Abstract: Monitoring the future health status of patients from the historical Electronic Health Record (EHR) is a core research topic in personalized healthcare. The most important challenges are to model the temporality of sequential EHR data and to interpret the prediction results. In order to reduce the future risk of diseases, we propose a multi-task framework that can monitor the multiple status of diagnoses. Patients' historical records are directly fed into a Recurrent Neural Network (RNN) which memorizes all the past visit information, and then a task-specific layer is trained to predict multiple diagnoses. Moreover, three attention mechanisms for RNNs are introduced to measure the relationships between past visits and current status.

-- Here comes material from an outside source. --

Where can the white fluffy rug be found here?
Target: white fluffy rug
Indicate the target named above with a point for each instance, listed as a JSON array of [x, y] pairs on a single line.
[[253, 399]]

Experimental results show that the proposed attention-based RNNs can significantly improve the prediction accuracy compared to widely used approaches. With the attention mechanisms, the proposed framework is able to identify the visit information which is important to the final prediction.
Learning Objective 1: This work will result in an effective tool for the physicians to monitor disease progression for early treatment in a more efficient way.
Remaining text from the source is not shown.